To that end, last February we did a briefing for members of Parliament. There were about 80 parliamentarians from the House and Senate. We have since met with this committee. We've done a technical briefing recently.
We have been very engaged with Parliament and parliamentarians in seeking direction and input. Today, as we said, there were six concerns raised over the last period, and we have addressed them. We're doing everything we can. I'm doing everything I can. Our officials are doing everything they can to demonstrate absolute good faith in what we're trying to achieve here.
We would expect, as parliamentarians, reciprocity on that, because we all agree on the objectives. As a minister representing the government, I also have to reflect the operational capacity of what we can do. I'm not going to commit us to doing something and fall short of it. I want us to get this right.

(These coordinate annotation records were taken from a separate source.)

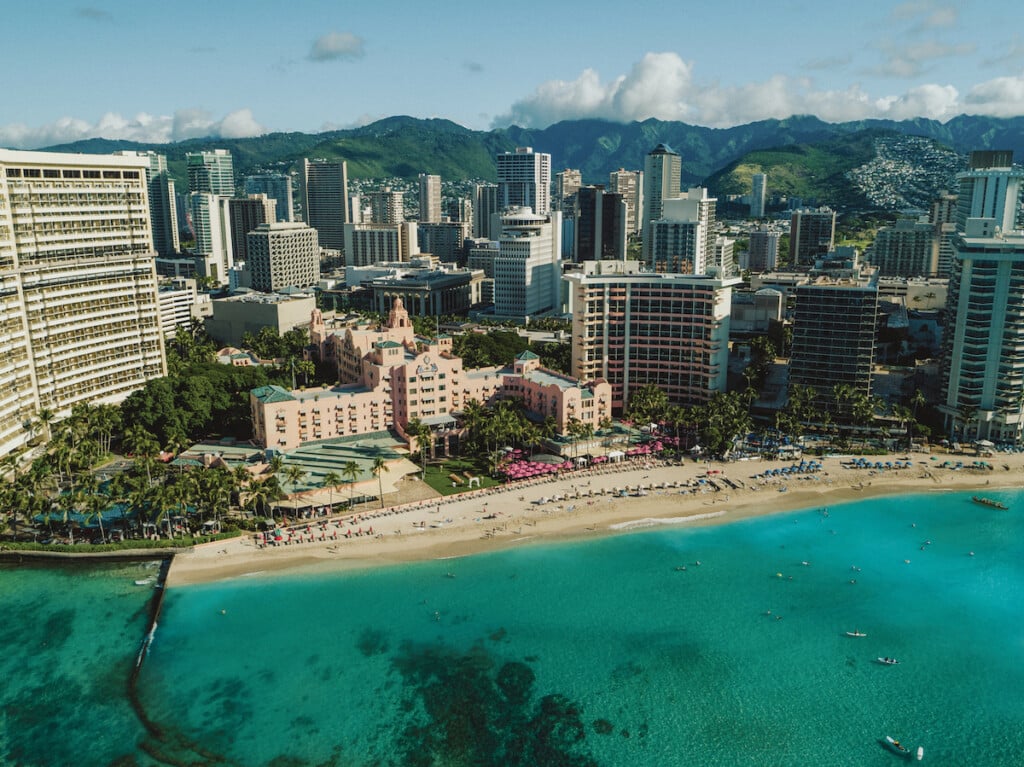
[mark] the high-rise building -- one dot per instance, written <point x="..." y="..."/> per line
<point x="567" y="183"/>
<point x="485" y="209"/>
<point x="373" y="243"/>
<point x="763" y="249"/>
<point x="600" y="225"/>
<point x="629" y="183"/>
<point x="662" y="180"/>
<point x="759" y="189"/>
<point x="634" y="328"/>
<point x="942" y="217"/>
<point x="325" y="186"/>
<point x="524" y="180"/>
<point x="278" y="186"/>
<point x="834" y="333"/>
<point x="211" y="172"/>
<point x="682" y="241"/>
<point x="386" y="206"/>
<point x="460" y="210"/>
<point x="812" y="235"/>
<point x="527" y="278"/>
<point x="983" y="348"/>
<point x="245" y="214"/>
<point x="430" y="198"/>
<point x="990" y="188"/>
<point x="163" y="203"/>
<point x="79" y="310"/>
<point x="723" y="261"/>
<point x="443" y="239"/>
<point x="907" y="249"/>
<point x="283" y="255"/>
<point x="213" y="249"/>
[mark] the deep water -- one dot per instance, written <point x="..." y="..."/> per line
<point x="617" y="651"/>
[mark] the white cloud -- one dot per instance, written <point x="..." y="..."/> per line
<point x="657" y="86"/>
<point x="663" y="86"/>
<point x="936" y="101"/>
<point x="143" y="128"/>
<point x="93" y="14"/>
<point x="335" y="45"/>
<point x="911" y="59"/>
<point x="1003" y="96"/>
<point x="927" y="14"/>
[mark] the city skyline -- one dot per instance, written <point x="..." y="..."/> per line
<point x="697" y="65"/>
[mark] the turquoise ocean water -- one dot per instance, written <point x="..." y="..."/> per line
<point x="604" y="652"/>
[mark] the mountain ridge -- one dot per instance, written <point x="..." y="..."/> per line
<point x="402" y="145"/>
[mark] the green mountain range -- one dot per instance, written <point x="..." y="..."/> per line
<point x="803" y="156"/>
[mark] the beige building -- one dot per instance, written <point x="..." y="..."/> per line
<point x="79" y="313"/>
<point x="237" y="315"/>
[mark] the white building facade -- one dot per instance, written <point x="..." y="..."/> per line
<point x="79" y="312"/>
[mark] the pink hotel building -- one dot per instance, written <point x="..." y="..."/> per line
<point x="390" y="377"/>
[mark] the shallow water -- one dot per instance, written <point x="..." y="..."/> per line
<point x="605" y="652"/>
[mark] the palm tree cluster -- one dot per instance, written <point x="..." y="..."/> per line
<point x="62" y="489"/>
<point x="846" y="411"/>
<point x="487" y="428"/>
<point x="714" y="425"/>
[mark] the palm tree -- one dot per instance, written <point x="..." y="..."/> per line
<point x="966" y="415"/>
<point x="350" y="470"/>
<point x="94" y="502"/>
<point x="331" y="480"/>
<point x="46" y="417"/>
<point x="422" y="433"/>
<point x="143" y="444"/>
<point x="294" y="475"/>
<point x="379" y="467"/>
<point x="265" y="495"/>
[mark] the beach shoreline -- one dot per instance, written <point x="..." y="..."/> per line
<point x="576" y="507"/>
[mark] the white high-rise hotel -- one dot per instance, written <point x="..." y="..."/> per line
<point x="79" y="309"/>
<point x="662" y="178"/>
<point x="983" y="350"/>
<point x="524" y="180"/>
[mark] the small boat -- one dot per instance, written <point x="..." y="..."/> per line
<point x="896" y="747"/>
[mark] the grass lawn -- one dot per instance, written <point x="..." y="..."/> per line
<point x="438" y="476"/>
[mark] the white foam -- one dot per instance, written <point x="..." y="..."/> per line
<point x="653" y="521"/>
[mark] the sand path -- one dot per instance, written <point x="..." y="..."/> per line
<point x="588" y="505"/>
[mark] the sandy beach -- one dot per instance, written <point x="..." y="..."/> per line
<point x="579" y="506"/>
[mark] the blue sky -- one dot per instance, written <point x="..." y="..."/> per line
<point x="158" y="72"/>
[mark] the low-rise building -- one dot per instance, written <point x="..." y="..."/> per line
<point x="390" y="377"/>
<point x="236" y="315"/>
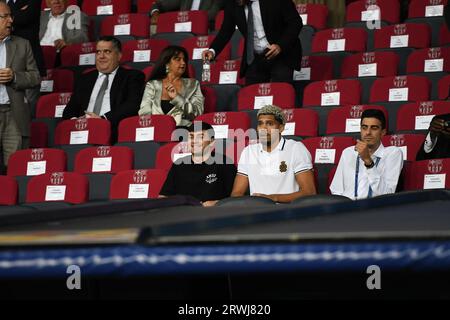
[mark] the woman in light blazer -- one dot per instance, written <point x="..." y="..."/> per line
<point x="170" y="90"/>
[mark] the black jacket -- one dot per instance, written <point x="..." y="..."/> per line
<point x="125" y="96"/>
<point x="282" y="25"/>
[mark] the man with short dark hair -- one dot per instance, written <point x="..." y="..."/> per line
<point x="276" y="168"/>
<point x="110" y="92"/>
<point x="203" y="175"/>
<point x="368" y="169"/>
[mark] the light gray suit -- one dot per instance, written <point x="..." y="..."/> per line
<point x="16" y="125"/>
<point x="212" y="6"/>
<point x="70" y="36"/>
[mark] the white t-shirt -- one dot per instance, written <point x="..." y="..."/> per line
<point x="274" y="172"/>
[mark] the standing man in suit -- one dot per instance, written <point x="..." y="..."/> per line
<point x="110" y="92"/>
<point x="212" y="6"/>
<point x="18" y="71"/>
<point x="271" y="31"/>
<point x="55" y="30"/>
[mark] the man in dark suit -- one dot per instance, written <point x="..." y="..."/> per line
<point x="273" y="50"/>
<point x="437" y="142"/>
<point x="212" y="6"/>
<point x="110" y="92"/>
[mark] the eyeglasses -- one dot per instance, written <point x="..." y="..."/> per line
<point x="6" y="16"/>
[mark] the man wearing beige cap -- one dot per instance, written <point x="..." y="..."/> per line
<point x="275" y="168"/>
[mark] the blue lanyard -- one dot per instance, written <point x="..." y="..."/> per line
<point x="357" y="175"/>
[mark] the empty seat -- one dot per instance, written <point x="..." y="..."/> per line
<point x="68" y="187"/>
<point x="332" y="93"/>
<point x="258" y="95"/>
<point x="137" y="184"/>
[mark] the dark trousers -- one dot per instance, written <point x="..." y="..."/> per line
<point x="263" y="70"/>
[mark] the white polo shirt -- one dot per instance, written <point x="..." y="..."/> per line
<point x="274" y="172"/>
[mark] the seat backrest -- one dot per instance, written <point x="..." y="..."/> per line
<point x="106" y="7"/>
<point x="143" y="50"/>
<point x="301" y="122"/>
<point x="69" y="187"/>
<point x="129" y="24"/>
<point x="137" y="184"/>
<point x="426" y="8"/>
<point x="104" y="159"/>
<point x="411" y="35"/>
<point x="256" y="96"/>
<point x="83" y="131"/>
<point x="9" y="187"/>
<point x="369" y="10"/>
<point x="147" y="128"/>
<point x="429" y="60"/>
<point x="32" y="162"/>
<point x="370" y="64"/>
<point x="314" y="15"/>
<point x="195" y="22"/>
<point x="227" y="124"/>
<point x="327" y="149"/>
<point x="408" y="143"/>
<point x="347" y="119"/>
<point x="343" y="39"/>
<point x="418" y="115"/>
<point x="52" y="105"/>
<point x="332" y="93"/>
<point x="400" y="88"/>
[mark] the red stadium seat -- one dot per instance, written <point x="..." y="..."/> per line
<point x="409" y="143"/>
<point x="258" y="95"/>
<point x="57" y="80"/>
<point x="408" y="35"/>
<point x="326" y="150"/>
<point x="401" y="88"/>
<point x="370" y="64"/>
<point x="384" y="10"/>
<point x="195" y="22"/>
<point x="144" y="50"/>
<point x="429" y="174"/>
<point x="339" y="40"/>
<point x="346" y="119"/>
<point x="157" y="128"/>
<point x="301" y="123"/>
<point x="444" y="88"/>
<point x="32" y="162"/>
<point x="69" y="187"/>
<point x="106" y="7"/>
<point x="195" y="46"/>
<point x="52" y="105"/>
<point x="314" y="15"/>
<point x="137" y="184"/>
<point x="134" y="24"/>
<point x="418" y="115"/>
<point x="429" y="60"/>
<point x="169" y="153"/>
<point x="332" y="93"/>
<point x="227" y="125"/>
<point x="83" y="131"/>
<point x="103" y="159"/>
<point x="8" y="196"/>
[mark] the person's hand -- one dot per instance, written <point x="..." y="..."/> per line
<point x="91" y="115"/>
<point x="6" y="75"/>
<point x="171" y="91"/>
<point x="59" y="44"/>
<point x="274" y="50"/>
<point x="210" y="203"/>
<point x="363" y="151"/>
<point x="207" y="55"/>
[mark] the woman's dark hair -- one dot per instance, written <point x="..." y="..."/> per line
<point x="159" y="71"/>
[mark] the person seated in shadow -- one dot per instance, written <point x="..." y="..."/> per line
<point x="437" y="142"/>
<point x="170" y="90"/>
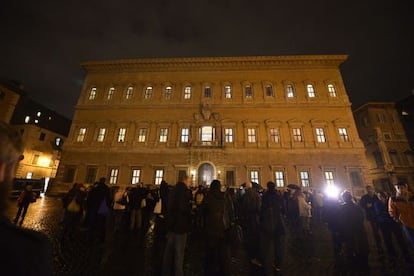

I want it to be absolutely clear that we're demonstrating good faith and that we want parliamentarians from all parties to do so as well. The committee process and the work your committee is doing, going right back to 2012, is important. This is an evergreening process. The changes we're proposing now will inform future changes and strengthen the budget and estimates process and, fundamentally, the accountability of governments to Parliament and to Canadians. This is important work.
Mr. Chair, you and I have been around awhile, and this is the kind of thing that as parliamentarians we can look back on and say that we participated in a fundamental change that strengthened parliamentary democracy in Canada. There aren't that many opportunities that we have as parliamentarians to be able to say that.
I hope this is something—a grand project, an important project—that we can all work on together across party lines, because that fundamental accountability of government to Parliament, and of Parliament and government to Canadians, is something that should be a grand project on which we can all agree and work to achieve.